I've tried a lot of possibilities, but I still have some problems with each of them. Here I introduce two of best working implementations
Version 1 ( using intreprocess conditions )
Main-process
bool calculate(double& result, std::vector<double> c){
// data_ptr is a structure in shared memoty
data_ptr_->validCalculation = false;
bool timeout = false;
// write data (cVec_ is a vector in shared memory )
cVec_->clear();
for (int i = 0; i < c.size(); ++i)
{
cVec_->push_back(c[i]);
}
// cond_input_data is boost interprocess condition
data_ptr_->cond_input_data.notify_one();
boost::system_time const waittime = boost::get_system_time() + boost::posix_time::seconds(maxWaitTime_in_sec);
// lock slave process
scoped_lock<interprocess_mutex> lock_output(data_ptr_->mutex_output);
// wait till data calculated
timeout = !(data_ptr_->cond_output_data.timed_wait(lock_output, waittime)); // true if timeout, false if no timeout
if (!timeout)
{
// get result
result = *result_;
return data_ptr_->validCalculation;
}
else
{
return false;
}
};
Extern process runs a while-loop ( till abort condition is fullfilled)
do {
scoped_lock<interprocess_mutex> lock_input(data_ptr_->mutex_input);
boost::system_time const waittime = boost::get_system_time() + boost::posix_time::seconds(maxWaitTime_in_sec);
timeout = !(data_ptr_->cond_input_data.timed_wait(lock_input, waittime)); // true if timeout, false if no timeout
if (!timeout)
{
if (!*abort_flag_) {
c.clear();
for (int i = 0; i < (*cVec_).size(); ++i) //Insert data in the vector
{
c.push_back(cVec_->at(i));
}
// calculate value
if (call_of_function_here(result, c)) { // valid calculation ?
*result_ = result;
data_ptr_->validCalculation = true;
}
}
}
//Notify the other process that the data is avalible or we dont get the input data
data_ptr_->cond_output_data.notify_one();
} while (!*abort_flag_); // while abort flag is not set, check if some values should be calculated
This is best working version, but sometimes it holds up, if the calculation time is short (~1ms).

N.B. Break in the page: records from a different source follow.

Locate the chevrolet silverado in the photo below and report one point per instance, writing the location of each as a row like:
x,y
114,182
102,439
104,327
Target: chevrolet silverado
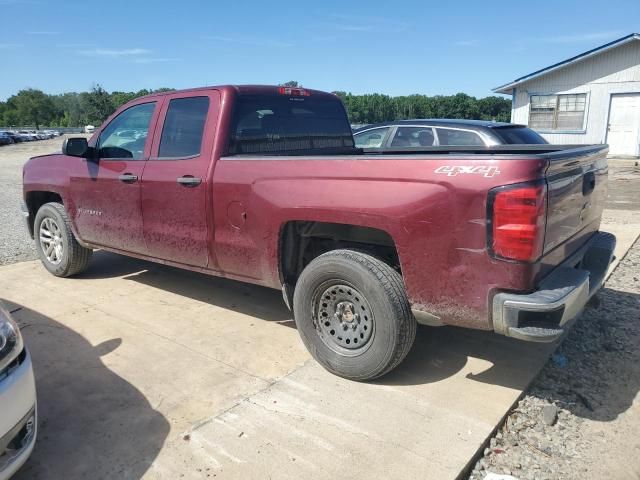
x,y
265,185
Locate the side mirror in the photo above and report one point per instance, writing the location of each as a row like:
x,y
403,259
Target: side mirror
x,y
75,147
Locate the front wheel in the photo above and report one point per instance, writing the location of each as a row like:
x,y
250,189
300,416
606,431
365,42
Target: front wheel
x,y
57,247
353,315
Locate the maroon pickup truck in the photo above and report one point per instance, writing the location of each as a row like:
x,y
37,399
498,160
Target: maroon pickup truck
x,y
264,185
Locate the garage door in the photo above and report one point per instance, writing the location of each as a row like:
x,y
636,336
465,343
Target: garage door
x,y
624,124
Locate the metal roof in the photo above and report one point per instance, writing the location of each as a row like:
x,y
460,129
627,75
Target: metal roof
x,y
507,87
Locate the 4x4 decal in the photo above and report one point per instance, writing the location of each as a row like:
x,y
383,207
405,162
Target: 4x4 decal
x,y
453,170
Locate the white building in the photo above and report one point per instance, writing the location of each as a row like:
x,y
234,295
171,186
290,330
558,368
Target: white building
x,y
593,97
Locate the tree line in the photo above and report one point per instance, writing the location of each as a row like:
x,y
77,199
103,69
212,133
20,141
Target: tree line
x,y
32,107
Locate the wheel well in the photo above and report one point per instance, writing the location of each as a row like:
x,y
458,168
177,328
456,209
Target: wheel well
x,y
302,241
35,200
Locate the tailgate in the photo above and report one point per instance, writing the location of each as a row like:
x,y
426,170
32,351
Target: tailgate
x,y
577,189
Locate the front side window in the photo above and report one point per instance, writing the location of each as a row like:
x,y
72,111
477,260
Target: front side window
x,y
451,137
413,137
557,112
126,135
183,127
371,138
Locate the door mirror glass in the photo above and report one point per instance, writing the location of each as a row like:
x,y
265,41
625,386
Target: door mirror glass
x,y
75,147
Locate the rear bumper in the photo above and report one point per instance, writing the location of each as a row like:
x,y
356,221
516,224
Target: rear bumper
x,y
544,315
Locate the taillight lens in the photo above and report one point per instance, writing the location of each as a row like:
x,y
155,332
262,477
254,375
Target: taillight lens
x,y
517,217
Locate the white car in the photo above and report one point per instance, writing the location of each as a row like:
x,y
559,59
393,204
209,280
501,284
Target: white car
x,y
18,415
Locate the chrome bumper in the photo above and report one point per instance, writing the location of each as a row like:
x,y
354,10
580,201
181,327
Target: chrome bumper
x,y
542,316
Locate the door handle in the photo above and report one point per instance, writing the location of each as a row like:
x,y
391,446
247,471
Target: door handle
x,y
189,181
128,178
588,183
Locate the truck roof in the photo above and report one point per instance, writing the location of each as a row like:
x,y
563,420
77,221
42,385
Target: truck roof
x,y
242,89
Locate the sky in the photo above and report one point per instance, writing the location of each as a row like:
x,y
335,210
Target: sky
x,y
395,48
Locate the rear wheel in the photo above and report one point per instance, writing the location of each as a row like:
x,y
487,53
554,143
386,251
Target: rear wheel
x,y
353,315
57,247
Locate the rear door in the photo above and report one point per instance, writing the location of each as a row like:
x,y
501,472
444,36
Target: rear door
x,y
106,192
174,187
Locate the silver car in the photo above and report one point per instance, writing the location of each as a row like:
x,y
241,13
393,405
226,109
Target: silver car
x,y
18,416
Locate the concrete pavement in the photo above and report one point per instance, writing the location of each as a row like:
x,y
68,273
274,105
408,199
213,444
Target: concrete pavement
x,y
145,371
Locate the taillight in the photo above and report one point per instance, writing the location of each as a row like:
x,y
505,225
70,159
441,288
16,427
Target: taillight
x,y
517,217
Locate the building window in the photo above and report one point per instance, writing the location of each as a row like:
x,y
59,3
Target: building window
x,y
557,112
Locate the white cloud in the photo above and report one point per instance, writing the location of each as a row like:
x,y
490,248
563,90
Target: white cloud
x,y
466,43
113,53
352,23
154,60
43,32
583,37
353,28
250,41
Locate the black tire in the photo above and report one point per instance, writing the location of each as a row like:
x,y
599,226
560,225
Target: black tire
x,y
74,258
342,277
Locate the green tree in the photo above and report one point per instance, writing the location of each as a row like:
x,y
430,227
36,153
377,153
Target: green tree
x,y
291,83
97,105
32,107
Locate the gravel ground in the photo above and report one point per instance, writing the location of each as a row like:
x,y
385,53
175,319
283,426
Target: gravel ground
x,y
580,417
15,244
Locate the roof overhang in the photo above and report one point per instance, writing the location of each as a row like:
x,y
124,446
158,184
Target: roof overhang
x,y
508,87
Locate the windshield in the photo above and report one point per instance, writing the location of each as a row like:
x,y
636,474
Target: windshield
x,y
518,135
279,124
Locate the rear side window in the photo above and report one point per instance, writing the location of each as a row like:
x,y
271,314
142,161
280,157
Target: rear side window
x,y
371,138
517,135
448,136
126,135
279,124
183,127
413,137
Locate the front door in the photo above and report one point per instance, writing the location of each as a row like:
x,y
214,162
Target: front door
x,y
174,182
106,190
623,134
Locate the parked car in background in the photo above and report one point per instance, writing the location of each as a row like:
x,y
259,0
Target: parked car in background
x,y
363,245
29,135
18,417
5,138
17,138
433,133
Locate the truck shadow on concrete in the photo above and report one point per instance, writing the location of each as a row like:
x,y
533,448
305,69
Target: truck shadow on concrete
x,y
438,353
253,300
92,423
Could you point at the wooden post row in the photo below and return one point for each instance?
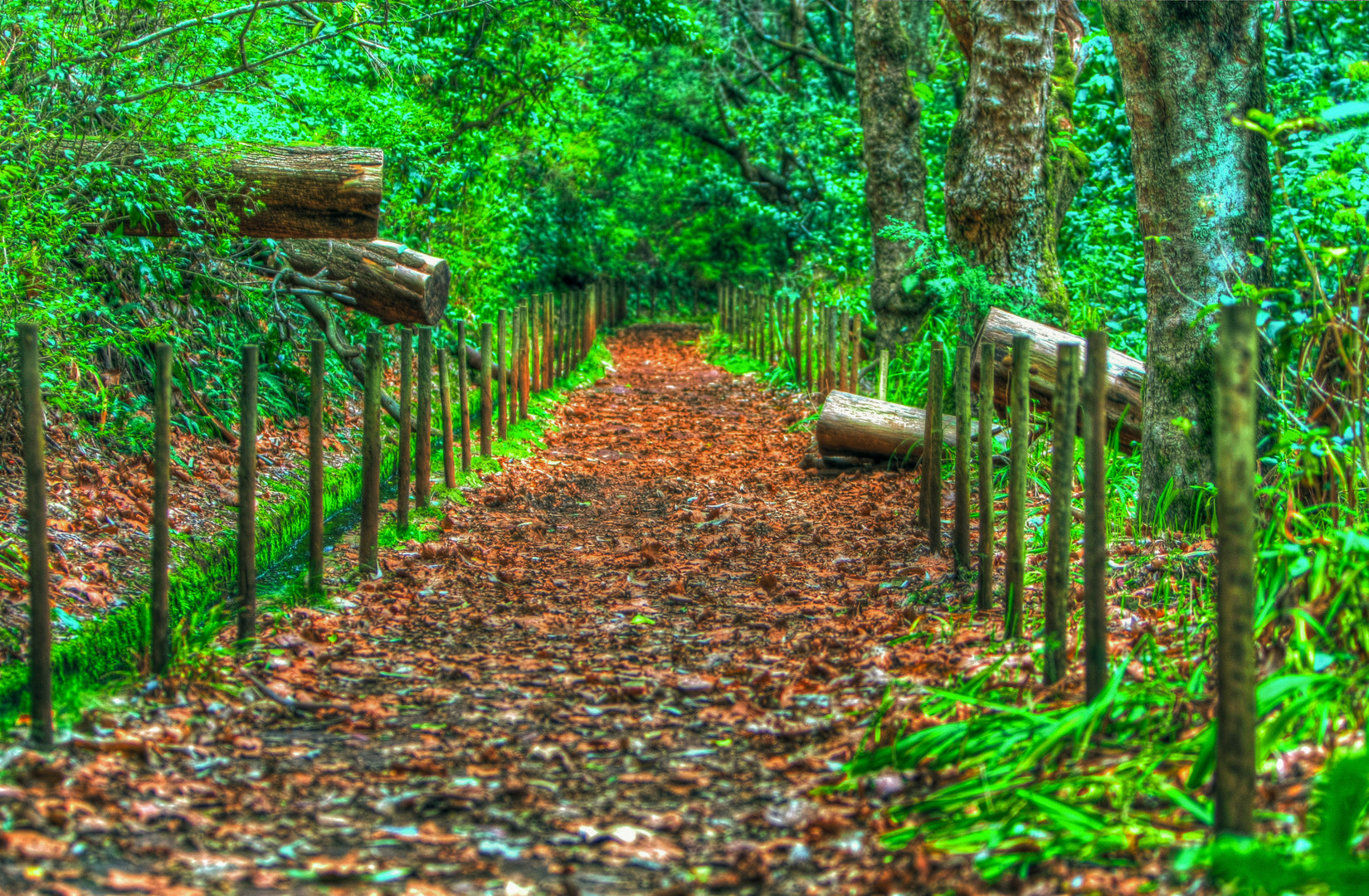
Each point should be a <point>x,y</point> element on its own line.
<point>246,495</point>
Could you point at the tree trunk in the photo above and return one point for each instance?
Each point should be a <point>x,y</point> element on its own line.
<point>855,426</point>
<point>278,192</point>
<point>1006,183</point>
<point>383,280</point>
<point>1202,192</point>
<point>1124,373</point>
<point>895,174</point>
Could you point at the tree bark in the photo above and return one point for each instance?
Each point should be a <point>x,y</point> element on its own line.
<point>1126,373</point>
<point>855,426</point>
<point>1011,170</point>
<point>1202,192</point>
<point>383,280</point>
<point>277,192</point>
<point>895,173</point>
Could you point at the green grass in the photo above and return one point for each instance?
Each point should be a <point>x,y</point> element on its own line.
<point>107,653</point>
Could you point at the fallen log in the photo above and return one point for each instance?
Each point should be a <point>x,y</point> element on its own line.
<point>281,192</point>
<point>855,426</point>
<point>385,280</point>
<point>1126,373</point>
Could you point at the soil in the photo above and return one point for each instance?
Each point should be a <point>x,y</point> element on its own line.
<point>631,664</point>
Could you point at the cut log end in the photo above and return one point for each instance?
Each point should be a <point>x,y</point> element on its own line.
<point>855,426</point>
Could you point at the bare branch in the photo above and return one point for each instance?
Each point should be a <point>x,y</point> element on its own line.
<point>806,52</point>
<point>237,70</point>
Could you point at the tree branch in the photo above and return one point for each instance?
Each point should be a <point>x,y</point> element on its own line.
<point>806,52</point>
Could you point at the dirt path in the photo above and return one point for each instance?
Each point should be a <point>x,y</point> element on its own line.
<point>621,670</point>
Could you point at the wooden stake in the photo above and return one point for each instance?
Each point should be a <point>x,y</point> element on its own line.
<point>504,373</point>
<point>933,446</point>
<point>856,352</point>
<point>1235,467</point>
<point>960,538</point>
<point>36,508</point>
<point>316,368</point>
<point>1015,571</point>
<point>809,331</point>
<point>534,358</point>
<point>1055,592</point>
<point>486,397</point>
<point>423,457</point>
<point>160,609</point>
<point>463,400</point>
<point>246,497</point>
<point>986,480</point>
<point>1095,514</point>
<point>520,354</point>
<point>844,350</point>
<point>404,472</point>
<point>444,393</point>
<point>368,545</point>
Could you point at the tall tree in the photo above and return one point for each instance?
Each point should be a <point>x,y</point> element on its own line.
<point>1202,194</point>
<point>891,128</point>
<point>1011,167</point>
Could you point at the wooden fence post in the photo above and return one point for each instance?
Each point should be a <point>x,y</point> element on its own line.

I assume, it happens, if main-process reaches
data_ptr_->cond_input_data.notify_one();
earlier, than extern process is waiting on
timeout = !(data_ptr_->cond_input_data.timed_wait(lock_input, waittime));
waiting condition. So we have probably some kind of synchronisation problem. Second condition does not help ( i.e. wait only if input data not set, similar to the anonymous condition example with message_in flag). Since, it is still possible, that one process notify the other one, before the second one is waiting for notification.
Version 2 ( using boolean flag and while loop with some delay ) Main-process
bool calculate(double& result, std::vector<double> c){
data_ptr_->validCalculation = false;
bool timeout = false;
// write data
cVec_->clear();
for (int i = 0; i < c.size(); ++i) //Insert data in the vector
{
cVec_->push_back(c[i]);
}
// this is the flag in shared memory used for communication
*calc_flag_ = true;
clock_t test_begin = clock();
clock_t calc_time_begin = clock();
do
{
calc_time_begin = clock();
boost::this_thread::sleep(boost::posix_time::milliseconds(while_loop_delay_m_s));
// wait till data calculated
timeout = (double(calc_time_begin - test_begin) / CLOCKS_PER_SEC > maxWaitTime_in_sec);
} while (*(calc_flag_) && !timeout);
if (!timeout)
{
// get result
result = *result_;
return data_ptr_->validCalculation;
}
else
{
return false;
}
};
and the extern process
do {
// we wait till input data is set
wait_begin = clock();
do
{
wait_end = clock();
timeout = (double(wait_end - wait_begin) / CLOCKS_PER_SEC > maxWaitTime_in_sec);
boost::this_thread::sleep(boost::posix_time::milliseconds(while_loop_delay_m_s));
} while (!(*calc_flag_) && !(*abort_flag_) && !timeout);
if (!timeout)
{
if (!*abort_flag_) {
c.clear();
for (int i = 0; i < (*cVec_).size(); ++i) //Insert data in the vector
{
c.push_back(cVec_->at(i));
}
// calculate value
if (call_of_local_function(result, c)) { // valid calculation ?
*result_ = result;
data_ptr_->validCalculation = true;
}
}
}
//Notify the other process that the data is avalible or we dont get the input data
*calc_flag_ = false;
} while (!*abort_flag_); // while abort flag is not set, check if some values should be calculated
The problem in this version is the delay-time. Since we have calculation times close to 1ms, we have to set the delay at least to this value. For smaller delays the cpu-load is high, for higher delays we lose a lot of performance due to not necessary waiting time
Do you have an idea how to improve one of this versions? or may be there is a better solution?
thx.